Bapak KR menjelaskan bahwa selama KR berada di Rumah Sakit Ia dan Istrinya selalu menemaninya sampai KR pulang ke Rumahnya. Bapak KR juga
menambahkan saat di Rumah Sakit pendamping tidak menemani KR karena Ia berhalangan untuk mendampingi selama KR di Rumah Sakit. Hal tersebut juga di
benarkan oleh pendamping kepada peneliti”iya ayu, saya memang tidak menemani KR waktu di Rumah Sakit.

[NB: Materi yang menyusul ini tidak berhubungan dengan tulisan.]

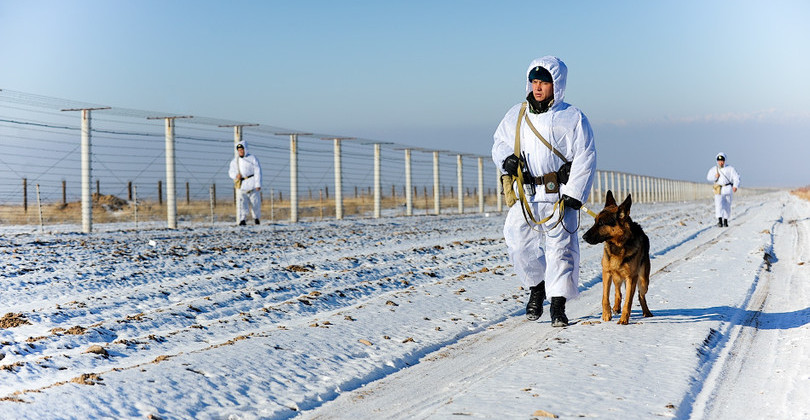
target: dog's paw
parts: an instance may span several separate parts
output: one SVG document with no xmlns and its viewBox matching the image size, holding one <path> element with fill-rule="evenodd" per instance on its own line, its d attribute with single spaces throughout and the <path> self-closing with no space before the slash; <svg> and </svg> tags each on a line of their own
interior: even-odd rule
<svg viewBox="0 0 810 420">
<path fill-rule="evenodd" d="M 613 319 L 613 315 L 611 315 L 610 312 L 602 312 L 602 321 L 608 322 L 611 319 Z"/>
<path fill-rule="evenodd" d="M 619 325 L 627 325 L 627 323 L 628 323 L 629 321 L 630 321 L 630 319 L 629 319 L 629 318 L 624 318 L 624 317 L 621 317 L 621 318 L 619 318 L 619 322 L 617 322 L 617 324 L 619 324 Z"/>
</svg>

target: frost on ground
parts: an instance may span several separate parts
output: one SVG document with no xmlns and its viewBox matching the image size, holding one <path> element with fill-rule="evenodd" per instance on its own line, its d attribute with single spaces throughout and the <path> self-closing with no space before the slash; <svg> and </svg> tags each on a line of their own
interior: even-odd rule
<svg viewBox="0 0 810 420">
<path fill-rule="evenodd" d="M 655 316 L 601 322 L 582 243 L 568 328 L 525 321 L 497 213 L 0 228 L 0 417 L 810 416 L 810 205 L 734 213 L 634 204 Z"/>
</svg>

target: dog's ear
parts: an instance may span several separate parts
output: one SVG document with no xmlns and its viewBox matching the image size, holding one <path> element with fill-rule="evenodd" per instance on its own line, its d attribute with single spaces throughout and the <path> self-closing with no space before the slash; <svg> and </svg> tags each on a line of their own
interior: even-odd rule
<svg viewBox="0 0 810 420">
<path fill-rule="evenodd" d="M 624 219 L 628 215 L 630 215 L 630 206 L 633 205 L 633 198 L 630 194 L 627 194 L 627 198 L 624 199 L 621 205 L 619 205 L 619 218 Z"/>
<path fill-rule="evenodd" d="M 605 197 L 605 207 L 615 206 L 615 205 L 616 205 L 616 199 L 613 198 L 613 191 L 608 190 L 607 196 Z"/>
</svg>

Soalnya keluarga saya ada yang sakit. Jadi saya tidak bisa
menemani KR. Kasihan juga dia gak saya temani”.
Universitas Sumatera Utara
Peneliti melihat kondisi fisik KR terlihat sehat sekarang. Hal itu terlihat saat KR asik bermain dengan teman-temannya. KR berjalan dengan normal, berlari-
larian, dan melompat-lompat. Terlihat jauh perbedaan ketika KR masih mengalami kejadian itu. Menurut penuturan Bapak KR:
“Sekarang sudah mendingan si KR ini dek. Masih bisa dia jalan, main-main, lompat- lompat. Kalau dulu, jalan pun agak susah dia. Semenjak dia opname di Rumah Sakit
Bhayangkara itu lah, uda agak segar badannya bapak liat. Kasihan saya lihat KR. Sakit hati bapak kalau ingat kejadian itu”.
Berdasarkan dari observasi yang dilakukan oleh peneliti dapat disimpulkan bahwa rehabilitasi secara fisik untuk KR berdampak positif untuk kesehatannya.
Dengan adanya Rahabilitasi fisik yang dilakukan oleh Pemerintah, maka KR mampu untuk menjalani kehidupannya tanpa harus menderita sakit.